Murder conviction overturned in machete killing in Maine

PORTLAND, Maine (AP) — Maine’s top court on Tuesday overturned the conviction of a man in the machete killing of his neighbor in 2016, but the court appeared to leave open an avenue for retrying the case.

The Supreme Judicial Court ruled unanimously that Bruce Akers’ rights were violated by police and that a judge should have suppressed evidence and statements gathered by officers.

Rory McNamara, who handled Akers’ appeal, called it a “stunning” decision.

“It shows a lot of character by the court to follow the law” even if it meant tossing incriminating evidence, he said.

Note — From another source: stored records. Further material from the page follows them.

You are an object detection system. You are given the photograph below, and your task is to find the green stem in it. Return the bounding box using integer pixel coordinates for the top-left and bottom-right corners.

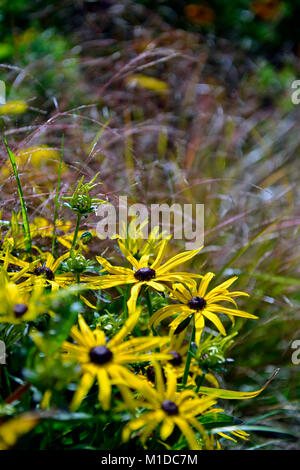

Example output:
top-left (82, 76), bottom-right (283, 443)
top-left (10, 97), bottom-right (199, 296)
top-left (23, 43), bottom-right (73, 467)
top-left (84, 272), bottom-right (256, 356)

top-left (1, 365), bottom-right (11, 397)
top-left (76, 272), bottom-right (80, 299)
top-left (145, 289), bottom-right (153, 318)
top-left (122, 285), bottom-right (129, 320)
top-left (71, 213), bottom-right (81, 253)
top-left (182, 318), bottom-right (195, 386)
top-left (195, 372), bottom-right (206, 394)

The attorney general’s office is reviewing the court’s decision and had no further comment, a spokesperson said Tuesday.

Akers, of Limington, was sentenced to 38 years in prison for killing the victim after an argument about alleged stolen alcohol in June 2016.

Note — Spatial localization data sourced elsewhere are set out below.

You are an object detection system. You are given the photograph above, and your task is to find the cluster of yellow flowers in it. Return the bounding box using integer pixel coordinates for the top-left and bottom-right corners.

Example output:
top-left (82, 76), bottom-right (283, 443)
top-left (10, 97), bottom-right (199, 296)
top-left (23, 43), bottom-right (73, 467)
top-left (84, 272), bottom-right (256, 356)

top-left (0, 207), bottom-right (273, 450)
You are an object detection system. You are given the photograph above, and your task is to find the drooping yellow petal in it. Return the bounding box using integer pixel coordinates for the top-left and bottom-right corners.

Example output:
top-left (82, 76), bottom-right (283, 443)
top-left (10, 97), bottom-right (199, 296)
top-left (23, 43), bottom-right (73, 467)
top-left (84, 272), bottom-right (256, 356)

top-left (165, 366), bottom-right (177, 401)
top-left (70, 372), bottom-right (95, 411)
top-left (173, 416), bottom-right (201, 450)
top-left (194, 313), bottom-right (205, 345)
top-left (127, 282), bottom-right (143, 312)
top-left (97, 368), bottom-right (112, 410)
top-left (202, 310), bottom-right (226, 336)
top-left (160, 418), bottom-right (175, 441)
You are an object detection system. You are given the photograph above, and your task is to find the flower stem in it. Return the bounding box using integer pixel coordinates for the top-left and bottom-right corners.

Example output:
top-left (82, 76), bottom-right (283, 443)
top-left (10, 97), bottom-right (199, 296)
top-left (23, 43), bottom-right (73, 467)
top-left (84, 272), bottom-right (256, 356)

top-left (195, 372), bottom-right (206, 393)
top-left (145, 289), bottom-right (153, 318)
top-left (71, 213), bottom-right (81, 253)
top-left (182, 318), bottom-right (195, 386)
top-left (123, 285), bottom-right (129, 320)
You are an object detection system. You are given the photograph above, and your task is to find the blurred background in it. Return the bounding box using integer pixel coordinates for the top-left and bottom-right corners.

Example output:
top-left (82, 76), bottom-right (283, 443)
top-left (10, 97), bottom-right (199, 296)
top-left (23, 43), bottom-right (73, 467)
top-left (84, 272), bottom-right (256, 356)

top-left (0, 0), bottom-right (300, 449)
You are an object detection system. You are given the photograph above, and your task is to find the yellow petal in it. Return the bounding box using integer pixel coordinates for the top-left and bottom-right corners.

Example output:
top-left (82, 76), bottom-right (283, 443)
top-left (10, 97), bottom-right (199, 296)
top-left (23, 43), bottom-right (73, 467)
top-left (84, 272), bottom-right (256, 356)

Douglas Flint, 55, was reported missing before police searched Akers’ property. Investigators later found Flint’s body hidden under a pile of rotting deer carcasses and debris.

The supreme court said police officers conducted an unlawful search of Akers’ home without a warrant by going on his property and looking in the window of his camper. The court said the state failed to demonstrate that Akers’ self-incriminating statements made after police roused from sleep were made voluntarily.

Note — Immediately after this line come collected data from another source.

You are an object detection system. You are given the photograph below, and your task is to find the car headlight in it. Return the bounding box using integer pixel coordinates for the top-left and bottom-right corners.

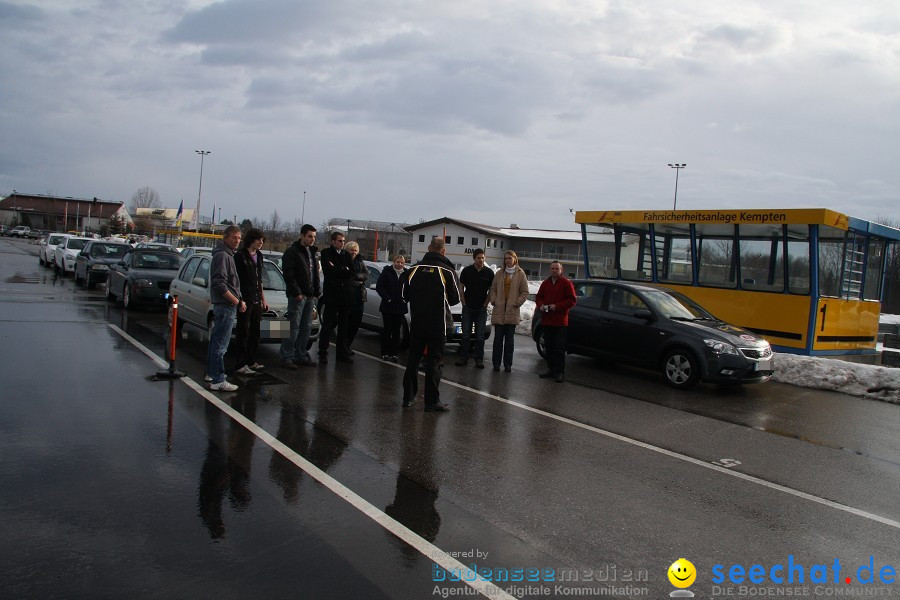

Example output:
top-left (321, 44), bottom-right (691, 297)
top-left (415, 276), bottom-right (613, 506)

top-left (704, 339), bottom-right (739, 355)
top-left (91, 264), bottom-right (109, 271)
top-left (133, 278), bottom-right (154, 288)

The statements were used to obtain a search warrant that led to the discovery of Flint’s body.

In a footnote, the court allowed prosecutors to argue that it was inevitable that the body would be found regardless of the incriminating statements that were illegally obtained by police.

It also allowed the judge to determine whether Akers’ spontaneous statements could be used if there’s a retrial.